Ask the #SMXperts: Going All-In On AMP
If you are new to AMP or are looking to get more from your existing efforts, SMXperts Benu Aggarwal, Eric Enge and Paul Shapiro answer questions and share insights on the latest AMP developments.
The Ask the SMXpert series continues the question and answer (Q&A) segment held during sessions at Search Marketing Expo (SMX) West 2018.
Google announced it’s AMP (Accelerated Mobile Pages) project 2 years ago. In that time the framework has advanced significantly to support a larger array of on-page elements and options including support for ads, analytics, interactive elements, dynamic geo-targeting, and more. Though it’s a shortcut to providing an optimized mobile experience for users, many are still on the fence about the whys and hows of implementation. Our panel of experts demonstrated how they and their clients have found success with the open-source framework, and helped clarify some of the confusion around why a company might want to consider going all-in on AMP.
Slide deck: A Brief Introduction to AMP
Question: What is better to implement, single-page application, PWA or AMP? Pros and cons? Is it possible to combine?
Paul: There is no simple answer to this question and isn’t something I would organize in terms of pros and cons.

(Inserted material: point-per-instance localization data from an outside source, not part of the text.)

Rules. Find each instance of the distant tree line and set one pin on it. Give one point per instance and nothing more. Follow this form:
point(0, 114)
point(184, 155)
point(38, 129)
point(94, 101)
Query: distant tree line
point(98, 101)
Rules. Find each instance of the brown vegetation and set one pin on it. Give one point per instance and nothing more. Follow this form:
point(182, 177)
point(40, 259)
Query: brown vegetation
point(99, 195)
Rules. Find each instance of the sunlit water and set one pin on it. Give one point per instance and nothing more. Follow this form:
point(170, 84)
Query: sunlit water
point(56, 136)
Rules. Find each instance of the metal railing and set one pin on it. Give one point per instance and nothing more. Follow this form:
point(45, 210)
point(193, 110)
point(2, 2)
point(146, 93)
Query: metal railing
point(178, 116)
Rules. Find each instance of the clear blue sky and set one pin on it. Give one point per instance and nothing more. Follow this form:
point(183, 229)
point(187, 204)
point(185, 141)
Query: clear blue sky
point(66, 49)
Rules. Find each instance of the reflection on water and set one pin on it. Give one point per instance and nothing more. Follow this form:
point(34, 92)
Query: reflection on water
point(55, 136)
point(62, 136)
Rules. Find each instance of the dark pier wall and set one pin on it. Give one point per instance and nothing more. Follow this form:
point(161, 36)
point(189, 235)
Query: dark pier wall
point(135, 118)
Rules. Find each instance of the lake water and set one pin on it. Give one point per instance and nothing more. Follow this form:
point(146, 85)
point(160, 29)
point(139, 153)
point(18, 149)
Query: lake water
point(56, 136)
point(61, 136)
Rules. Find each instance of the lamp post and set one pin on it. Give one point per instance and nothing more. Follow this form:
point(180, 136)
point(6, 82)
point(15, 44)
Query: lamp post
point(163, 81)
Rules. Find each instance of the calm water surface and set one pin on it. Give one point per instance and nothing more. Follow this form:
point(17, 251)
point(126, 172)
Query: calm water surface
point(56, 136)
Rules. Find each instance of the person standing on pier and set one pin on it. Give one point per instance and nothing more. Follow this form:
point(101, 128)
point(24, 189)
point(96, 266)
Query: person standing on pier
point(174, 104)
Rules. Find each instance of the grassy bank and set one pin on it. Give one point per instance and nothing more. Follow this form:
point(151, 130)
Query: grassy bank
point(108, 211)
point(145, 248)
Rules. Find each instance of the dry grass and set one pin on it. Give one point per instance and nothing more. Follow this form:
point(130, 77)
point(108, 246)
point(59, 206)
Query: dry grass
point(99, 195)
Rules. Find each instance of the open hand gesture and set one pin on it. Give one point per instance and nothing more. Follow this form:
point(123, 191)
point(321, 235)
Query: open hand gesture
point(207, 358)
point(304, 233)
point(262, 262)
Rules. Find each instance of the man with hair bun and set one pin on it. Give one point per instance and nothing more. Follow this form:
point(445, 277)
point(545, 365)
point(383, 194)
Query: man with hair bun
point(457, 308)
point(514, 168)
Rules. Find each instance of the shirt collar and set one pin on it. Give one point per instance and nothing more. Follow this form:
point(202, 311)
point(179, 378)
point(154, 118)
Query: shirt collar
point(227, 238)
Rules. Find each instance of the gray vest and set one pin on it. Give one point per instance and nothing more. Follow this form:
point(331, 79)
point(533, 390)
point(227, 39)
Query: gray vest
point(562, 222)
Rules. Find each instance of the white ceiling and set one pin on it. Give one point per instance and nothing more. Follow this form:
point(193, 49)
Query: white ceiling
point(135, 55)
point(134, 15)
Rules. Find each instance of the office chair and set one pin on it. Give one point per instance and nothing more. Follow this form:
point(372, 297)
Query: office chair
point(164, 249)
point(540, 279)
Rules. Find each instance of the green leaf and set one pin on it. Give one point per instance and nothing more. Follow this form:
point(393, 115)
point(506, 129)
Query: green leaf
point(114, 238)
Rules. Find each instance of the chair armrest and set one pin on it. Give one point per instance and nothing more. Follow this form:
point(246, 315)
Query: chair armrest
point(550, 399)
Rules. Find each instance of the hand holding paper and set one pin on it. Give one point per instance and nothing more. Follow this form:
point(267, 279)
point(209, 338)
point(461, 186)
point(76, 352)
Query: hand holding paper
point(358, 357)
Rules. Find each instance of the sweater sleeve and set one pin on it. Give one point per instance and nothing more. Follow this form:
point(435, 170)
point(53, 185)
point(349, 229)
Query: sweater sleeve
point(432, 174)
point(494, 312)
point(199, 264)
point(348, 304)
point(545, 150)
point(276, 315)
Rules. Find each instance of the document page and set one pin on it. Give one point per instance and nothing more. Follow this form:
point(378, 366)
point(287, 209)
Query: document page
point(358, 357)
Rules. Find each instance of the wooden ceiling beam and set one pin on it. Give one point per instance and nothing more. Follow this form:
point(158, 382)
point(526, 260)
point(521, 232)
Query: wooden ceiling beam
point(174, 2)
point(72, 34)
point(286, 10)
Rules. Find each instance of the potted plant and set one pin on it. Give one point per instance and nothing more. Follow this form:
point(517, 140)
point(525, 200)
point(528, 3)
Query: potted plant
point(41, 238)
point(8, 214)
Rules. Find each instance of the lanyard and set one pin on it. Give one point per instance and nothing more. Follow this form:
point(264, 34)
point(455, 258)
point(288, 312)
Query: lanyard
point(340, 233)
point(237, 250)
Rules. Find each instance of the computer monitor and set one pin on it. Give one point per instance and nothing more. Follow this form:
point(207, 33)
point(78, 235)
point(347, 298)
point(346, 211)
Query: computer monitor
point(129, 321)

I’d think about this more in terms of needs or what you’re trying to accomplish with your website.
Single-page application (SPA) [has] to do with how you want to code your website in regards to why you’d want to take that route. It doesn’t have as much to do with search, and can actually make search engine optimization (SEO) more complicated.

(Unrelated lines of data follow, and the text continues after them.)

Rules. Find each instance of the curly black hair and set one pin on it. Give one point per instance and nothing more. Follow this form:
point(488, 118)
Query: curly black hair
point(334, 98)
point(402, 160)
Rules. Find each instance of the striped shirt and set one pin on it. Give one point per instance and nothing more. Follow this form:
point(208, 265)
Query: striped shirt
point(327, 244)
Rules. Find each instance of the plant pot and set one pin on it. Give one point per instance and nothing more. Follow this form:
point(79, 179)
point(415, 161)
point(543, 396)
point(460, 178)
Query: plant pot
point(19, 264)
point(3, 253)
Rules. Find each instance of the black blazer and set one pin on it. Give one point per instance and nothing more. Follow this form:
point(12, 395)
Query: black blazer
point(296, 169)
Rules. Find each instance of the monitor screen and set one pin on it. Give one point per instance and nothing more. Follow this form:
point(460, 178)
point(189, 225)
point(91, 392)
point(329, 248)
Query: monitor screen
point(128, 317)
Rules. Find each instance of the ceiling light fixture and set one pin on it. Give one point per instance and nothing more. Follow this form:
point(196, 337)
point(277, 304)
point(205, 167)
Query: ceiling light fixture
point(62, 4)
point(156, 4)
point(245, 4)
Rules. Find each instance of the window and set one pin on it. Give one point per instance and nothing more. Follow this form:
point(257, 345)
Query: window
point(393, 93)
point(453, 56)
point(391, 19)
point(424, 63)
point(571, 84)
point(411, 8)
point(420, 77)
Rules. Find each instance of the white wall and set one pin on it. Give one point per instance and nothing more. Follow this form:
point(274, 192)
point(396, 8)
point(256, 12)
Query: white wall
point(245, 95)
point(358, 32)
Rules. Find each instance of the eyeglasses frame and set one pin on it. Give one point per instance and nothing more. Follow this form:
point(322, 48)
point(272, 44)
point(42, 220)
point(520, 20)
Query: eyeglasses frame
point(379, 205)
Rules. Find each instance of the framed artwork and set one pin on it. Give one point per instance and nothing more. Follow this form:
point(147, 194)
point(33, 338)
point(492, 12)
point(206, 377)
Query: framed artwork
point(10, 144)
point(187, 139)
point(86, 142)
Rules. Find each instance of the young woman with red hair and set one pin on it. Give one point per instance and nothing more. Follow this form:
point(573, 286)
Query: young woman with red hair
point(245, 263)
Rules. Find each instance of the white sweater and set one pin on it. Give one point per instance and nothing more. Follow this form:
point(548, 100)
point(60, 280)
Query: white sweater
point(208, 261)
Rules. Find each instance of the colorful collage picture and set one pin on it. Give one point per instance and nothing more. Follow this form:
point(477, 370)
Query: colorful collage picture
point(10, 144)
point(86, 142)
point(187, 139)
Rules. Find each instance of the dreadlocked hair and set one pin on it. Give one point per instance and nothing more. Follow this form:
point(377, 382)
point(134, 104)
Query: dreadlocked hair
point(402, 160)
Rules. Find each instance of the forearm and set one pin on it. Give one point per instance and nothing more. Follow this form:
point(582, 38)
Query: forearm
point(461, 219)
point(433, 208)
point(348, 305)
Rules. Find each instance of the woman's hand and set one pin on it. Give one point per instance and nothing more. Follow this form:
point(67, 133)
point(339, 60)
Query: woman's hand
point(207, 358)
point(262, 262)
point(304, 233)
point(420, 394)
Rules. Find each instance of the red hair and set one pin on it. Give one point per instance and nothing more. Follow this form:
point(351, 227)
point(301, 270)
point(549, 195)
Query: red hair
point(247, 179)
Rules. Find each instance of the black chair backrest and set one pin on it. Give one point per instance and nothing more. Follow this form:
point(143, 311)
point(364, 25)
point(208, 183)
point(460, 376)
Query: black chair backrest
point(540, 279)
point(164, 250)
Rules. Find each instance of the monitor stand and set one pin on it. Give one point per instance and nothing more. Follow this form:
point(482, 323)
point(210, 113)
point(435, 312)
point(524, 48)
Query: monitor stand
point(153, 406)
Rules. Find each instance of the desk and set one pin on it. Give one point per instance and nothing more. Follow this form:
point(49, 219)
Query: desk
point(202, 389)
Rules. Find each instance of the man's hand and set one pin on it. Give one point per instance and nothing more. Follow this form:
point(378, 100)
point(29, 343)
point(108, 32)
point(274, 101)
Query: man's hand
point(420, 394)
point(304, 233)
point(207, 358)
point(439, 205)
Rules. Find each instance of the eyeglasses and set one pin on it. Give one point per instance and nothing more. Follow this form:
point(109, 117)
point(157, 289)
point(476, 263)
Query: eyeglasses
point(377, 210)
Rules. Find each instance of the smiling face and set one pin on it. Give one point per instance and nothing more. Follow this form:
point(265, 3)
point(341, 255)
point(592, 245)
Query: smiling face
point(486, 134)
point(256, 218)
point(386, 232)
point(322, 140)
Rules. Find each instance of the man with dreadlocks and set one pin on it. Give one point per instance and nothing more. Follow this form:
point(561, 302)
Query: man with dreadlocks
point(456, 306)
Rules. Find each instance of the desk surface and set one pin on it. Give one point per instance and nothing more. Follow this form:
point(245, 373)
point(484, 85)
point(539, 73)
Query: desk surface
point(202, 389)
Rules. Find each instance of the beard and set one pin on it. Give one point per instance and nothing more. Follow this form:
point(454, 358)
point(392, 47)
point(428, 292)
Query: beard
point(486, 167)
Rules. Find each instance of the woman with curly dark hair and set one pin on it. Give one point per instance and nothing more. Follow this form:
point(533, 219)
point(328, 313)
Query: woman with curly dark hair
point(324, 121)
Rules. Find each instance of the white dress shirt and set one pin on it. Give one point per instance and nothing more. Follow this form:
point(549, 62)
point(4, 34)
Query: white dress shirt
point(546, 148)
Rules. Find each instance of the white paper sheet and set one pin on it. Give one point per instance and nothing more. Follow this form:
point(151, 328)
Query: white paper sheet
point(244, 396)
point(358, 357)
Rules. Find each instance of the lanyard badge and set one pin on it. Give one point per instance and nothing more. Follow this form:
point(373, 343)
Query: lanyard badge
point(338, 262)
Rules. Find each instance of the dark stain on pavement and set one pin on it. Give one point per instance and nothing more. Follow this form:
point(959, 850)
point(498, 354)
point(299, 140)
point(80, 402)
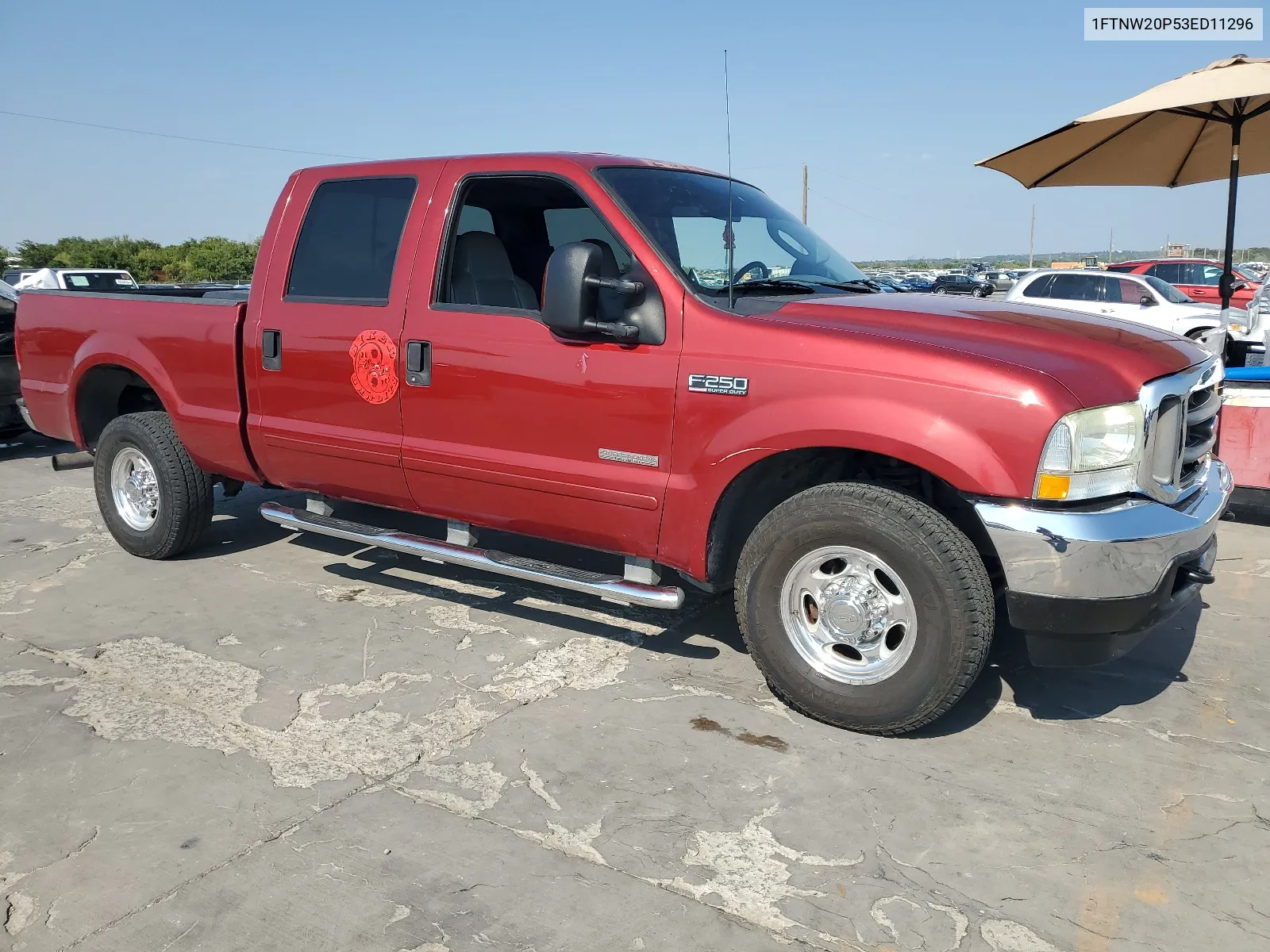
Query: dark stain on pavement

Progressive web apps (PWAs) are awesome and a web trend I think most people can get behind. At its core, you’re enabling app-like functionality for your website, and some of that is fairly simple to enable.
In some cases, you may be able to convert your existing website to a PWA with minimal changes. If you want a really good PWA, you may want to reconsider how your site is designed and architected.

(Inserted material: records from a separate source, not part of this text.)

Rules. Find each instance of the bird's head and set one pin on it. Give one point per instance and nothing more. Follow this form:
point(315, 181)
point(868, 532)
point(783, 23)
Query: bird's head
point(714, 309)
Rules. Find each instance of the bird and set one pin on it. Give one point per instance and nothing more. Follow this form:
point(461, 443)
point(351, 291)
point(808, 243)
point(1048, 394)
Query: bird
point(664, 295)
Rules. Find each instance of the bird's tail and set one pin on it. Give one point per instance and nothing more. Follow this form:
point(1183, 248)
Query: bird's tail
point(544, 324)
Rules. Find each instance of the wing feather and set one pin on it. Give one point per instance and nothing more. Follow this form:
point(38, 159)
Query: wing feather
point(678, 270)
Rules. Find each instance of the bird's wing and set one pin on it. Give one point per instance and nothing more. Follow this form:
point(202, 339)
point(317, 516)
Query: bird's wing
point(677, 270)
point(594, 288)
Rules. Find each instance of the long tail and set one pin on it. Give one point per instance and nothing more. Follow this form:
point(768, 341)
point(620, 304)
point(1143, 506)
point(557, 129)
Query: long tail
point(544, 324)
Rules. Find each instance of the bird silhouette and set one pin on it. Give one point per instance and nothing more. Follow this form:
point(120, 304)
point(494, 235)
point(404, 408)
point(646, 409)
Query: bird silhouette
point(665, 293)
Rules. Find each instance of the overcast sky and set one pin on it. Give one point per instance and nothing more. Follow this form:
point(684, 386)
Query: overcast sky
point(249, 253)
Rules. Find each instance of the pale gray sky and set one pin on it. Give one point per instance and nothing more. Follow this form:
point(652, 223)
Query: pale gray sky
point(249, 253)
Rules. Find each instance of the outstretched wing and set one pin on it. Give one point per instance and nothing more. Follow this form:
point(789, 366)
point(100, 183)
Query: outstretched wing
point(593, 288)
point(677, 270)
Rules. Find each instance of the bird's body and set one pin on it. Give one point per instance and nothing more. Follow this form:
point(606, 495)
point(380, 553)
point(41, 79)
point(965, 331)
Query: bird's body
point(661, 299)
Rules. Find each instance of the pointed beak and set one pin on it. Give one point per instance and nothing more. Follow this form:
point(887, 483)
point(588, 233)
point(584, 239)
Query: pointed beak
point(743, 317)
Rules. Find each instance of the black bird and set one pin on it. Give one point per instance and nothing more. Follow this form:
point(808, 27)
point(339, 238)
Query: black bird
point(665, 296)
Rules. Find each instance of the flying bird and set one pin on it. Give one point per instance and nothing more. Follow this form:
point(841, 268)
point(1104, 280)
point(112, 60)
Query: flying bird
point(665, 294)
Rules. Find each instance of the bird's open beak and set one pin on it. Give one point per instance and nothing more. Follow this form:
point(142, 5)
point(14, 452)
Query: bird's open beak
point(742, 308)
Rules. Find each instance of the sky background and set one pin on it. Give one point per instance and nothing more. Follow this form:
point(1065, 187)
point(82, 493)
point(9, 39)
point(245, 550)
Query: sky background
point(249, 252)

For instance, if a primary reason for making a PWA is enabling offline functionality, then you probably want to invest in a strong app shell design.
Accelerated mobile pages (AMP) as a technology, that can be used in conjunction with PWAs. There’s even a clever name for it, PWAMP.
Theoretically, it could also be integrated with an SPA.
If you aren’t a publisher (for which AMP gives a clear advantage), AMP should primarily be thought of as a means of commoditizing web performance optimization. It makes it much easier to make your website a fast experience. It is also useful in situations in which site speed performances are difficult to achieve due to politics and separate code bases provide a solution.